Cerita ini merupakan cerita nyata yang dilebay-lebaykan dan menjijikan. Antara judul dan cerita pun menggambarkan ke complicated-an cerita dongeng ini aka gak nyambung. Semua karakter yang ada bukanlah fiksi semata tetapi penuh dengan intrik (halah apasih). Cocok untuk anak kecil autis yang idiot.

Dahulu kala waktu masih ngekos di cisitu Bandung. Hidupku sangatlah bahagia, tentram, dan senang atau biasa disebut happly before disaster. Aku selalu keluar dengan wajah cerah, mata berbinar-binar dan menggunakan kerudung merah membawa bekal untuk nenek. Tetapi kebahagian itu tidak berjalan lama. Hari kesepuluh dari awal mula kebahagaianku tiba-tiba aku melihat tanda-tanda awan menghitam menutupi cahaya matahari tetapi hujan tak kunjung turun juga seharian. Keesok harinya, matahari dengan begitu cerahnya menghiasi hari-hariku. Malam harinya pun cerah banget, bintang-bintang menghiasi etalase langit. Uhrg, aku bias tidur sambil lihat bintang pikirku. Saat lagi menikmati ‘bintang dilangit kelip engkau disana menghiasi hidupku’(buset dah panjang amat namanya), tiba terdengar suara kencang menggelegar. Kira-kira lebih dari 2 sumber suara dan seperti mengucapkan sesuatu kata yang aku gak ngerti. Aku mencari sumber suara. Kuintip keluar jendela yang kebetulan disamping kasur ku. Karena aku berada di lantai dua jadi sekali melongo keluar aku bisa melihat cukup banyak. Hmm, ternyata sumbernya bukan setan atau mahluk halus lainnya, tetapi sekumpulan anak beralmamater satu propinsi dengan menggunankan logat, bahasa, dan cara berkomunikasi yang sejenis. Usut punya usut, ternyata mereka berasal dari propinsi S****** dan menggunakan bahasa P***** yang ternyata logatnya sangat menggelegar dan dahsyat dan bisa membuat setengah cisitu berguncang (Untuk keamanan penulis propinsi dan suku bahasa tidak diperjelas).
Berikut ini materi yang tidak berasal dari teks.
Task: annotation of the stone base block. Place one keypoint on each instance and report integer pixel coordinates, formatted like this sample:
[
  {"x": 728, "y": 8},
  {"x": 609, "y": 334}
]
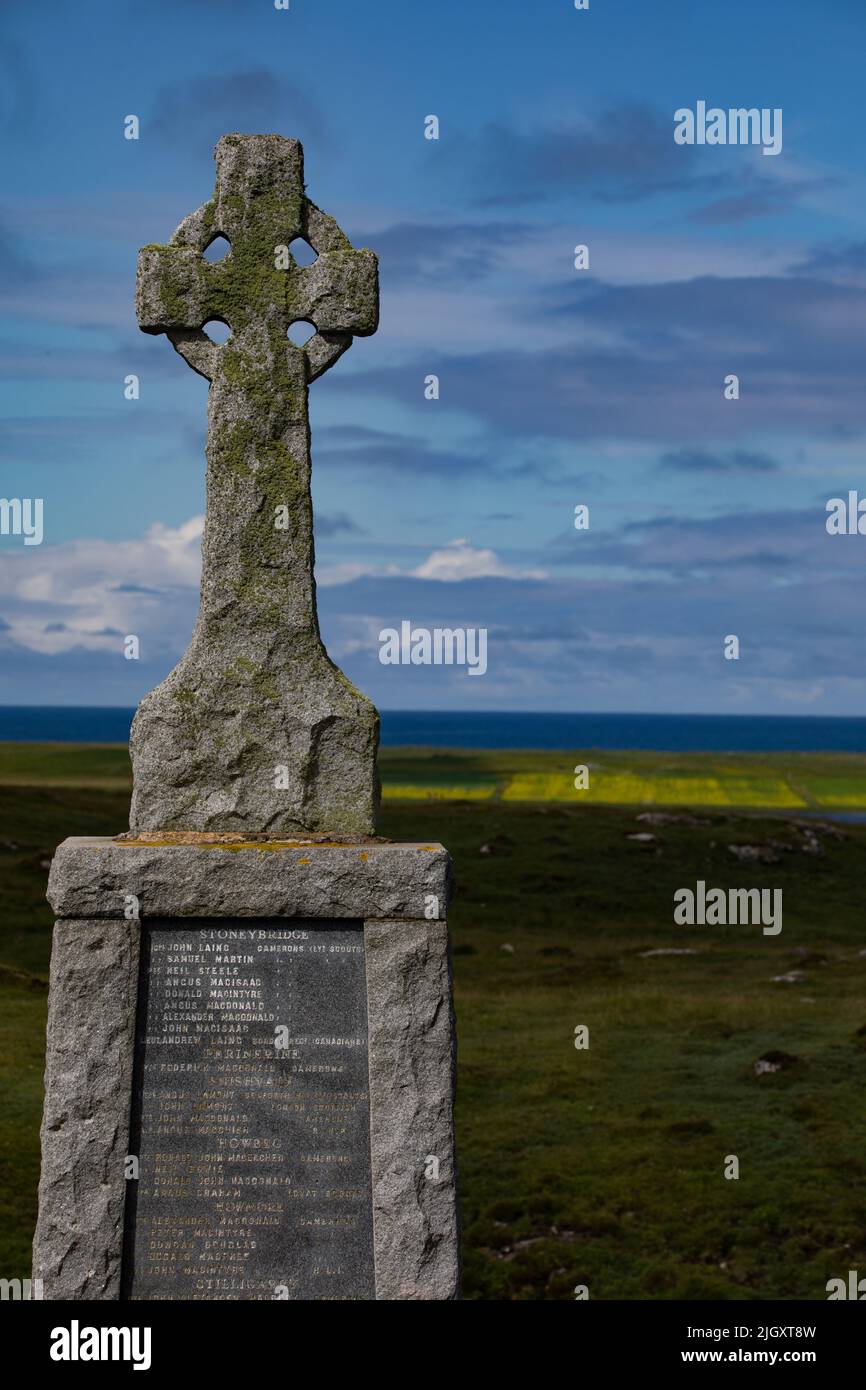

Uh, gondok mantap jiwaku bergetar. Hari demi hari kulalui dengan kebisingan. Aku curhat sana sini tentang problemku. Aku curhat tentang para kumpulan ituh. Ke Ade, ke Nur, yah pokoknya sahabat-sahabatku. Umpatan demi umpatan kesebut dalam hati kecil ku. Dan akhirnya aku pindah ke Jatinangor. Tepatnya di Ciseke.

Entah apa yang membuatku seperti menerima karma atau apa. Kupikir tadinya setelah pindah ke Jatinangor, aku akan menjauhi pendengeran ku dari bahasa P*****. Ternyata dugaanku meleset jauh. Tadinya juga aku mikir kalau aku bakal kembali disuguhi teman-teman dengan bahasa Sunda dan ternyata juga sangat meleset. Aku mendapatkan teman yang berbahasa P***** sebagian besar dan kalo mereka dah ngobrol antar sesama suku, seolah kepalaku memusing sekali, roaming-roaming yang menabrak setiap sel otakku membuatku teringat dengan Cisitu. Oh Em Ji, kanapa Balikpapan gak punya bahasa daerah, jadi pingin unjuk gigi didepan semua orang dan kenapa aku harus mendapat teman yang sebagian besar bahasanya P*****. Tapi gak papa sih, akhirnya aku bisa mengerti itu namanya berkah, setidaknya aku punya teman lagi. Akhirnya aku terbang kelangit dengan menggunakan sayap-sayap peri itu dan bubuk flo berjatuhan dari sayapku dengan tenang dan kisahanya berakhir dengan Happily Ever After.